I recently got into reloading rifle cartridges. I have worked up loads for my 243 and am working on my 223. The next thing I want to work on is my pistols (load ammo for practice shooting). I have a 45 Auto and a 9 mm.

My question is the carbide dies. Are these the best for pistol reloading? Also,I thought I read that you do not lube cases with the carbide dies. Is that correct?

Any other differences/similarities in rifle reloading and handgun reloading that will help me along would be appreciated.

Thanks a bunch!


----------



## People (Jan 17, 2005)

With hand gun cassings you do not have to use lube. I just polish and wipe them off to get the dust off of them. Then at that point you are good to go. In my book they are worth the extra cost.

Chuck Norris brushes his teeth with a mixture of iron shavings, industrial paint remover, and wood-grain alcohol.


----------



## Plainsman (Jul 30, 2003)

All my pistol dies are carbide.

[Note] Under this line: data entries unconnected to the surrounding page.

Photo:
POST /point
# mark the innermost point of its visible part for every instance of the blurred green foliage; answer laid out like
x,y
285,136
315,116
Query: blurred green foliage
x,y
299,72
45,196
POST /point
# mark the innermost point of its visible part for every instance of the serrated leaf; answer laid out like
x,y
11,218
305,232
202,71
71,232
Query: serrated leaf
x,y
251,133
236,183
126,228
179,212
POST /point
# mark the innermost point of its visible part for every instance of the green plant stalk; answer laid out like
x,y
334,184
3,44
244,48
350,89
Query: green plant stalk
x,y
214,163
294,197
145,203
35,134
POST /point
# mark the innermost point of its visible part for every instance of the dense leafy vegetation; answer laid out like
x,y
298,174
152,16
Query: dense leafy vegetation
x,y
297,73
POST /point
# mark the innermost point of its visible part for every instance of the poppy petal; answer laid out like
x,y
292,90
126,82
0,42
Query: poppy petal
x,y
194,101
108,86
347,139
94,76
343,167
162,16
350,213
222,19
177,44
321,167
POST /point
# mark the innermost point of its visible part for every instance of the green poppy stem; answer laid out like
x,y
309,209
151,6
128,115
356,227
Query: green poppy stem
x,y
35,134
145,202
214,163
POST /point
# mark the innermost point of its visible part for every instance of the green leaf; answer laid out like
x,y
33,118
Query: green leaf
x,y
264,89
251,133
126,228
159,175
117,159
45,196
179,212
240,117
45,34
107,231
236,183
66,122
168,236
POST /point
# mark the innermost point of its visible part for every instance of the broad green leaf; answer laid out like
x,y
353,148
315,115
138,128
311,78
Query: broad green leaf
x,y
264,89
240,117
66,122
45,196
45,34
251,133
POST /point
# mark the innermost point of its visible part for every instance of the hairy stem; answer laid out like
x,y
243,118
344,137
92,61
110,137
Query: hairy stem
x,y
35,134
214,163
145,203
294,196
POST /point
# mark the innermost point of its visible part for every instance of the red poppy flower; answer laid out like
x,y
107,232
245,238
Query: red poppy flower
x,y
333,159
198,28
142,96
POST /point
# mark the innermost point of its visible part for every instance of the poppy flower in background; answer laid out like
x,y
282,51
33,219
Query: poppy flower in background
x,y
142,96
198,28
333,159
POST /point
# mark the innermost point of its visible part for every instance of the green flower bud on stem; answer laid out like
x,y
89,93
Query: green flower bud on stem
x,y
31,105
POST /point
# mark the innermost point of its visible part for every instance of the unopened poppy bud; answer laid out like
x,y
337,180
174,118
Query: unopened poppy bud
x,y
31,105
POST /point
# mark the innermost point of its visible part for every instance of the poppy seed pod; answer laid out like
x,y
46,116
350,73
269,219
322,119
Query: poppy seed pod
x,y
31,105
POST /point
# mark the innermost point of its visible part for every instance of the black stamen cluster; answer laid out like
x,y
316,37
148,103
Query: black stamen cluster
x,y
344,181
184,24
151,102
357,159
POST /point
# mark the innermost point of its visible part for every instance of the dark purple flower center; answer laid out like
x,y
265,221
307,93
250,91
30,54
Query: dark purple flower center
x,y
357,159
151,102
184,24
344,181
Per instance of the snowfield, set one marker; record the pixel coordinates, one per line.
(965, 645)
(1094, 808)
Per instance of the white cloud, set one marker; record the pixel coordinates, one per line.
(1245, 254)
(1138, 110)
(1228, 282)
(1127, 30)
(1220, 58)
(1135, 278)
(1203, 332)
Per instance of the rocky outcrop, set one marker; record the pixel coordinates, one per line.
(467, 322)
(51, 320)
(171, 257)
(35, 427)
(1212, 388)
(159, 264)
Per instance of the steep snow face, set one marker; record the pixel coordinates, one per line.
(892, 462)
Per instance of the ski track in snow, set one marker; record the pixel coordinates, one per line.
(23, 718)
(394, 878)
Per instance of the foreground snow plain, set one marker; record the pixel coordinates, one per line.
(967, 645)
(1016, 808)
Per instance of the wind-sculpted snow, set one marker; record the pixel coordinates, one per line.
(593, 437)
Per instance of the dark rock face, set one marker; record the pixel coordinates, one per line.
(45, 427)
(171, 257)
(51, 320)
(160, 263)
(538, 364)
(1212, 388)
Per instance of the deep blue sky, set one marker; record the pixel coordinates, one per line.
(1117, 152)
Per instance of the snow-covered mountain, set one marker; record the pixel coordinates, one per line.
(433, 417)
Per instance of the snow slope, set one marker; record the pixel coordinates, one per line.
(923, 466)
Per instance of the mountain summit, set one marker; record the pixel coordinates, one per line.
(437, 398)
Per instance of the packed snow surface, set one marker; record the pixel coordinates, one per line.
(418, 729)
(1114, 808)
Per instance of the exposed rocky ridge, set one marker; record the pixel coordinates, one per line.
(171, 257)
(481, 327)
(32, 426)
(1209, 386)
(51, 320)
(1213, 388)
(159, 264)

It sure speeds things up when you don't have to lube, and you don't need to wipe off lube. The other thing is you will find pistol dies are a three die set. The difference is you will find a die to expand the mouth to accept the bullet. Don't overdo it. Bell the mouth just enough to accept the bullet. With lead bullets you will have to bell slightly more so that you don't shave lead off the edge of the bullet as you seat it.


----------



## rasmusse (Oct 24, 2006)

Carbide dies are only for straight walled cases, like most, but not all pistol cartridges; e.g. .357 Sig and 7.62x25 Tokarev.


----------



## Fallguy (Jan 23, 2004)

Plainsman

A question with things now that I will have 3 dies:

With my rifle I do the following in this order: deprime and resize the cases, trim the cases and deburr them, prime them, charge them with powder, and seat the bullet.

With pistol, where would this expanding of the mouth come in? Is this done before trimming and deburring, after trimming and deburring, or do you even have to trim and debur?

I use the Lee Brand tools for trimming where I use my Craftsman drill and do it that way with the lock stud and cutter. I am also using an RCBS Deburring tool with the drill.

Thanks.


----------



## rasmusse (Oct 24, 2006)

I use Lee carbide dies for .38 Special, .357 Mag, .44 Mag and .45 Long Colt. The expander die is also the "powder thru" die and therefore serves two purposes. I also use the Lee auto disk powder measure to really simplify the process.

With straight wall cases like .45 ACP and 9mm Parabellum you should not have to do a lot of trimming and de-burring unless you are really into competitive shooting. There is not too much case stretch in my cases, but then, I shoot revolvers so your mileage may vary.


----------



## Swifty56 (Sep 14, 2009)

Carbide dies are very nice indeed. In my experience with straight wall pistol cases, usually the case splits from working the brass too many times, before there is enough stretch to warrant trimming. I have never had to trim a 45 ACP in the 20 some years I have been shooting and reloading for the caliber. I use a progressive press for pistol rounds as it makes loading a batch of 200 or 300 alot quicker. Case mouth belling takes place after the the priming step, it is rather an important step as too much bell, the bullet will not be crimped correctly allowing for loose fit. too little and the case will either crumple, or it will shave a little meat off the slug. For 45 ACP and 9 MM a taper crimp die is prefered as it allows for better feeding and extraction, but does not compress the case enough to stop it from proper headspacing on the mouth.

Swifty


----------